Sprint to give away home cell towers

Sprint Nextel Corp. said it plans to give $100 pint-sized cell towers to some mobile-phone customers to improve coverage, a move that may put pressure on other competitors to follow suit.

“In certain situations, where you have really bad coverage in your home, we will give it to you as a retention tool,” Paget Alves, Sprint business markets group president, said. AT&T said it has given away the towers, known as femtocells, to some customers to test pricing models. Verizon Wireless said it doesn’t offer them for free.

A femtocell, about the size of a computer modem, acts like a mobile-phone tower, carrying a wireless signal inside a building for improved reception. Carriers may benefit from femtocells because the devices route calls through home Internet connections, relieving congestion on the companies’ networks.

“It’s a really effective way to offload traffic from the network,” said Craig Moffett, an analyst at Sanford C. Bernstein & Co. in New York. “One of the real puzzles is why carriers haven’t subsidized femtocells in larger quantities.”
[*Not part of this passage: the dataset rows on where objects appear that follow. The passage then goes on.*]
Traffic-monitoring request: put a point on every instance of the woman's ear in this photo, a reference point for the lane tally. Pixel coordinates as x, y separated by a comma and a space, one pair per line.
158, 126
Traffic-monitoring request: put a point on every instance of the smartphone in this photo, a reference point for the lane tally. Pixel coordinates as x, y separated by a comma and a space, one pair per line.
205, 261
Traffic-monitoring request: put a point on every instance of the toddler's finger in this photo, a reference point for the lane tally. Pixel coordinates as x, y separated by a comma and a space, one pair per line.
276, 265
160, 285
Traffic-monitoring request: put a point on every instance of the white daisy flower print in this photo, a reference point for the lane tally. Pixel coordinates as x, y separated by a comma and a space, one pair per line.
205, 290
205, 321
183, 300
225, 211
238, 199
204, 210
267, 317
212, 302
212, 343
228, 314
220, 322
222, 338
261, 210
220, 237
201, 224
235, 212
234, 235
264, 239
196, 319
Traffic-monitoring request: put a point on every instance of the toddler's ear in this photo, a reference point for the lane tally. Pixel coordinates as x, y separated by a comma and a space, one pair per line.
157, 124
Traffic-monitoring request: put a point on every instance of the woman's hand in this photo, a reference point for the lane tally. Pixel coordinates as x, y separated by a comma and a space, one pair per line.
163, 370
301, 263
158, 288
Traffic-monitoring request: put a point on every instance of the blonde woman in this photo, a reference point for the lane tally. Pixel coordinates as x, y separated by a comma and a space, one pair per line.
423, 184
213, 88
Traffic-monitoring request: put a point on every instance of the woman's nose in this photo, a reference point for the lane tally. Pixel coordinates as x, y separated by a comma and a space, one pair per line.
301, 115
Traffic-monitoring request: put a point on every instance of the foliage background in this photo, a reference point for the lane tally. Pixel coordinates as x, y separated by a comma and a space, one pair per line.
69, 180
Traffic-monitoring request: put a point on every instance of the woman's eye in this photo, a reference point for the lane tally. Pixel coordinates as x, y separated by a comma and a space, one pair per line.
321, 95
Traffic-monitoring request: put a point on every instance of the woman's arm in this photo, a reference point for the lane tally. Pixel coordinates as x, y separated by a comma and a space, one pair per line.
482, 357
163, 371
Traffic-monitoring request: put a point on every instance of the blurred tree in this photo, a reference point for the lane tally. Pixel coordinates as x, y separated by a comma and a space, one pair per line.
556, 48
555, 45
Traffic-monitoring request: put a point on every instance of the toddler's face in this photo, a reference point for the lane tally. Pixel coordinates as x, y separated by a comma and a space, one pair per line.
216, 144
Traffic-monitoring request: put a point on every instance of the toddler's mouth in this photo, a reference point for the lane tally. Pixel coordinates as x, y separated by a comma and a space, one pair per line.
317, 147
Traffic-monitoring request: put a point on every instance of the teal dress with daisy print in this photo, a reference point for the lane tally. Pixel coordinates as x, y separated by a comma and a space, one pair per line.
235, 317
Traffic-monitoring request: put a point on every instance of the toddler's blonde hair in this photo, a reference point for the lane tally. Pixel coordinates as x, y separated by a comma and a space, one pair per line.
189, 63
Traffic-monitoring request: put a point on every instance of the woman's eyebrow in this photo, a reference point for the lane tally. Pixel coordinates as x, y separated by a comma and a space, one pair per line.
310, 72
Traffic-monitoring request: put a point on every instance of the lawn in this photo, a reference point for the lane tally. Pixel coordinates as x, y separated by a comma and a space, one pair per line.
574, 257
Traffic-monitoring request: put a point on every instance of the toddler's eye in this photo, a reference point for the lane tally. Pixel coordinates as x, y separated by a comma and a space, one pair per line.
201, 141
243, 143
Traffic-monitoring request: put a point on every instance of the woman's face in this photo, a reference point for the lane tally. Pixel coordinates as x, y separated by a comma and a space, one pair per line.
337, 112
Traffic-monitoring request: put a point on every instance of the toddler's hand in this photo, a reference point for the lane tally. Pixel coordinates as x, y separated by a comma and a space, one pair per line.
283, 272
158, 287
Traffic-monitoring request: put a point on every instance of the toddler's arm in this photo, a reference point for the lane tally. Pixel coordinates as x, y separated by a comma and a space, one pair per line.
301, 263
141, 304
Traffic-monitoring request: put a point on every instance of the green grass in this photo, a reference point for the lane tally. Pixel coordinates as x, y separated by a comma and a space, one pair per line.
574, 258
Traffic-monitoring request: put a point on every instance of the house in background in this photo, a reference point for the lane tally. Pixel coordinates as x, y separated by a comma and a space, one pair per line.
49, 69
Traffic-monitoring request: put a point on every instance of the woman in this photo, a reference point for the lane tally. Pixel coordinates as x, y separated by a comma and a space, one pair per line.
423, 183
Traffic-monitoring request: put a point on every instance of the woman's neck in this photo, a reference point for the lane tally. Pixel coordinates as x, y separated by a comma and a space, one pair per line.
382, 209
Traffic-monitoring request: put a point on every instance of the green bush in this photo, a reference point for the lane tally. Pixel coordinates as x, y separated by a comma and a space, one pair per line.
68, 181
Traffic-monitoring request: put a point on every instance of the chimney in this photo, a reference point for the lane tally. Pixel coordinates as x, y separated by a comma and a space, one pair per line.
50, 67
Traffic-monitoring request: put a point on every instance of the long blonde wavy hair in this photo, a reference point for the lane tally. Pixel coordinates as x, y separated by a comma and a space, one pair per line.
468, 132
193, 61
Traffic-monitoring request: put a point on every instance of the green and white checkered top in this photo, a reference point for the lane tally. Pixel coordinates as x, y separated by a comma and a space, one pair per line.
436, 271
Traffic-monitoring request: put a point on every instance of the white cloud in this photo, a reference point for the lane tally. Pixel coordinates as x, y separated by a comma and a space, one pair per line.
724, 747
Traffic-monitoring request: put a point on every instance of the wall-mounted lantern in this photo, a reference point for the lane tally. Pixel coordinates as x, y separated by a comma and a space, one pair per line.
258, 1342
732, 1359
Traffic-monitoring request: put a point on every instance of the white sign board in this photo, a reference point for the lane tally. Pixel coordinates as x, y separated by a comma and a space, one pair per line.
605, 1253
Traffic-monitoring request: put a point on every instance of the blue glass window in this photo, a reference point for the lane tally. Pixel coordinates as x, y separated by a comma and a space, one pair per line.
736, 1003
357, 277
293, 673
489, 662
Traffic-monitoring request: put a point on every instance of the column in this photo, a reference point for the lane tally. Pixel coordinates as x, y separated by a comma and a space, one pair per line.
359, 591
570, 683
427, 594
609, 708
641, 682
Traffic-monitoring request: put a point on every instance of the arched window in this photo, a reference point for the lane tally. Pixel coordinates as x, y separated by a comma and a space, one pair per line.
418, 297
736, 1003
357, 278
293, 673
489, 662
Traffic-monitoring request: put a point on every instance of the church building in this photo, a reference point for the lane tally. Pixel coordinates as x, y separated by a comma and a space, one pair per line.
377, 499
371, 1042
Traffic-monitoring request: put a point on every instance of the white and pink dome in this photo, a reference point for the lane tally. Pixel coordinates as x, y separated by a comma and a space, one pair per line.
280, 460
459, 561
Sprint, the third-largest U.S. mobile-phone carrier, and larger rivals AT&T and Verizon Wireless are seeking ways to add capacity as customers increasingly use mobile phones to surf the Web and watch video clips, boosting network traffic. AT&T, the exclusive U.S. carrier for Apple Inc.’s iPhone, has faced criticism for dropped calls since the first version of the device debuted three years ago.

Wireless carriers have tried selling femtocells for a few years, and less than one million units had been deployed worldwide as of last year, market researcher Berg Insight estimated.

Verizon Wireless’s Coverage Extender costs $249.99. Dallas-based AT&T’s 3G MicroCell costs $149.99, though the carrier has offered mail-in rebates in some states for limited time periods. Sprint’s Airave femtocell, currently priced at $99.99 with a plan, covers 5,000 square feet, according to the Overland Park-based carrier’s website. The carriers don’t disclose femtocell sales.

“Should we subsidize it because we are getting some value out of it? Yes, because it’s going to improve churn,” Alves said, referring to the percentage of customers defecting. “We’ve got to do something to make in-building coverage as good as outside.”

Other notable business news:

• Japan intervenes in currency market. Japan made a surprise foray into currency markets Wednesday to reverse the yen’s ascent, which has been bad for companies like Toyota and Sony that are critical to the country’s economy.

• Government: Banks should share Fannie, Freddie costs. The nation’s largest banks have an obligation to pay some of the cost for bailing out mortgage buyers Fannie Mae and Freddie Mac because they sold them bad mortgages, a government regulator said Wednesday. Edward DeMarco, the acting director for the Federal Housing Finance Agency, said the banks this summer have refused to take back $11 billion in bad loans.